PBP2b participates in the control of shape determination and cell division mechanisms in Streptococcus pneumoniae

ALBARRACÍN ORIO AG; PIÑAS GE; CORTES P; CIAN M,; ECHENIQUE, JOSE

Potrero de Funes, San Luis

Congreso; SAIB; 2011

SAIB

Mutations in penicillin-binding proteins (PBPs) PBP1a, PBP2x, and PBP2b confer β-Lactam resistance in S. pneumoniae. These enzymes are involved in cell wall synthesis and cell division. We described that laboratory strain harboring pbp2b mutations showed morphological abnormalities (rod-shaped cells) with an abnormal septum pattern, suggesting alterations in the cell division mechanism. These cell alterations were restored by the acquisition of pbp2x and pbp1a resistance-conferring mutations obtained from clinical strains, showing evidences of a compensatory evolution mechanism. Analyzing PBP-tag protein fusions, we demonstrated that all these pbp mutations conferred an increased stability to their respective mutant proteins, suggesting that a higher half-life of PBP2x and PBP1a mutant proteins is necessary to compensate the increased half-life of the PBP2b mutant protein (PBP2b*). Probably this compensation is related to a coordinated enzymatic activity between PBPs.

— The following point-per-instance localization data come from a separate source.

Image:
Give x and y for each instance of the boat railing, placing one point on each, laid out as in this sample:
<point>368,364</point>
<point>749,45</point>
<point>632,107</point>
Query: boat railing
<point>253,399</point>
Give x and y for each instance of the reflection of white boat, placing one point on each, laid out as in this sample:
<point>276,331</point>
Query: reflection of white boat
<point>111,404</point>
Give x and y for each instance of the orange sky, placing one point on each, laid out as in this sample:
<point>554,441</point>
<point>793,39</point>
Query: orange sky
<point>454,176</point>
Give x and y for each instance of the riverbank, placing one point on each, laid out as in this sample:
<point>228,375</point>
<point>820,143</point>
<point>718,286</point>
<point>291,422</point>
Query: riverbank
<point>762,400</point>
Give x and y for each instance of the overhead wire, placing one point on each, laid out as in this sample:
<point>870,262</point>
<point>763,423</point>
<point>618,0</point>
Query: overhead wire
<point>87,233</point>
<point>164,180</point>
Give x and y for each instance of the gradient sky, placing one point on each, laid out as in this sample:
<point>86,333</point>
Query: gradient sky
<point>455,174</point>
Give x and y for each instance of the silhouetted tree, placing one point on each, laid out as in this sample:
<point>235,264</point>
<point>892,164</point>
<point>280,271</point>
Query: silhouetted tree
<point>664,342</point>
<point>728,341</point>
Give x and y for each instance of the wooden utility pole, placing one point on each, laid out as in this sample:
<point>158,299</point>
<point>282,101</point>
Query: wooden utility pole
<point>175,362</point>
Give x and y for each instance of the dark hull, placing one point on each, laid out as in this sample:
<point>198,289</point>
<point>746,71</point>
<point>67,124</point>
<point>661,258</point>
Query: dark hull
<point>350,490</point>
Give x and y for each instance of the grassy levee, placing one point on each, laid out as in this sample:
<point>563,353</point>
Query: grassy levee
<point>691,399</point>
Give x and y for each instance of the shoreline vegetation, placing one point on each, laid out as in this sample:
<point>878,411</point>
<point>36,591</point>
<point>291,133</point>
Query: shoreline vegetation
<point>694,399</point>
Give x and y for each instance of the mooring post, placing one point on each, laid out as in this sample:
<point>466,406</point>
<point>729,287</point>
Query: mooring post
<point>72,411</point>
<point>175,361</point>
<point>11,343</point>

In the pbp2b mutants, we demonstrated that the FtsZ and PBP2B* were delocalized, and that PBP2b* displayed a helix manner, similar to that showed by FtsZ in the same pbp2b mutants. By two-hybrid system assays, we detected a protein-protein interaction between FtsZ and PBP2b*, suggesting that the cell division alterations are caused by this interaction. We propose that PBP2b participates in the control of shape determination and cell division mechanisms in S. pneumoniae.